Он остановился передо мной, спокойный, доброжелательный, и глядел пристально. А я сидел, сидел и думал: «Зачем? Чего ему нужно? Кому я помешал?»

Поговорили. Разговор был общим, о жизни, о литературе, о всяких всякостях. Но и он, этот инструктор, как и прежние мои гости, все поглядывал на бумаги, лежащие на столе. Так хотелось ему в них заглянуть. И от любопытного этого взгляда невольно я заслонил свою работу: сдвинул листы и книгой их прикрыл.

А потом мне уже никуда не хотелось идти. Я сидел, курил.

Кончился табак. Магазин лежал за совхозной конторою. Я контору уже проходил, когда из дверей ее вышел мужчина в темном драповом пальто с каракулем. Мы встретились глазами лишь на мгновение. Я пошел дальше, но чуял на спине своей тяжелый, из-под набрякших век взгляд.

Пора было уезжать. Я оставил себе день на прощанье. С утра ушел на лыжах. День был славный, солнечный, снег отмяк, и уже не похрустывала, а вминалась снежная корочка. И возле черных будыльев коровяка оттаяли крошечные воронки.

Но вернулся я домой засветло, успел приготовить ужин, сходил за вином для прощания с товарищем моим и Витей-парторгом.

Товарищ пришел вовремя.
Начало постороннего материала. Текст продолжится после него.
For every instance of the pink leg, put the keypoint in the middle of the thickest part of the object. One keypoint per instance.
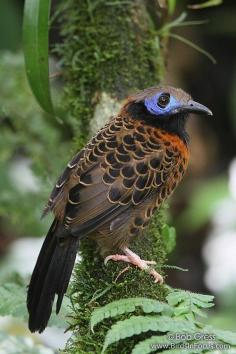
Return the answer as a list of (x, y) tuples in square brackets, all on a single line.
[(134, 259)]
А вот Виктора мы ждали-ждали и дождаться не могли. Не могли дождаться и ужинали без него. Виктор приехал поздно. Он с порога узрел наше застолье и одобрил:

— Правильно! Выпьем. Ну их всех…

— Где это ты?.. — засмеялся приятель мой.

— Неважно, — сказал Виктор. — Все. Сяду за баранку, и все…

Он был не злой, а какой-то словно растерянный. Он горячился, а на меня не глядел. И я все понял.

— Уезжаю завтра, — объявил я.

— Как? Куда? — не понял Виктор.

— Домой. Хватит. Нагостился.

— Почему? Никуда не поедешь. Живи! Пошли они…

— Да что ж мне тут, вечно жить? Пора.

На простецком лице Виктора все можно было прочесть: какой-то испуг и радость.

— Тебя же из-за меня вызывали, — сказал я прямо. — Из-за меня?

— Неважно, — ответил Виктор. — Но я… — загорячился он. — Живи!

— Да нет, мне пора.

Он был хорошим мужиком, этот Виктор, совестливым. Но от «баранки» он уже ушел, и назад не было возврата. В райцентре жила его семья: жена и дочка. И они уже надеялись на иное. Да и сам он тоже. И мой отъезд все решал по-доброму.

Мы засиделись допоздна. Виктор чувствовал себя виноватым, а виноватым быть не хотел и потому говорил, говорил. Он рассказывал о директоре совхоза, о хозяине, что-то о темных его делах. Теперь я забыл. Но через много лет я помню странную фамилию директора: Купейко.

Назавтра я уехал. Домашние мои удивились. Ведь собирался на весь отпуск, а он был у меня длинный — горячий цех. Собирался надолго, а вот…

А я и теперь жалею. Десять лет уж прошло. А я как вспомню тот хутор, потерянный в снегах… Вспомню — и на душе делается нехорошо.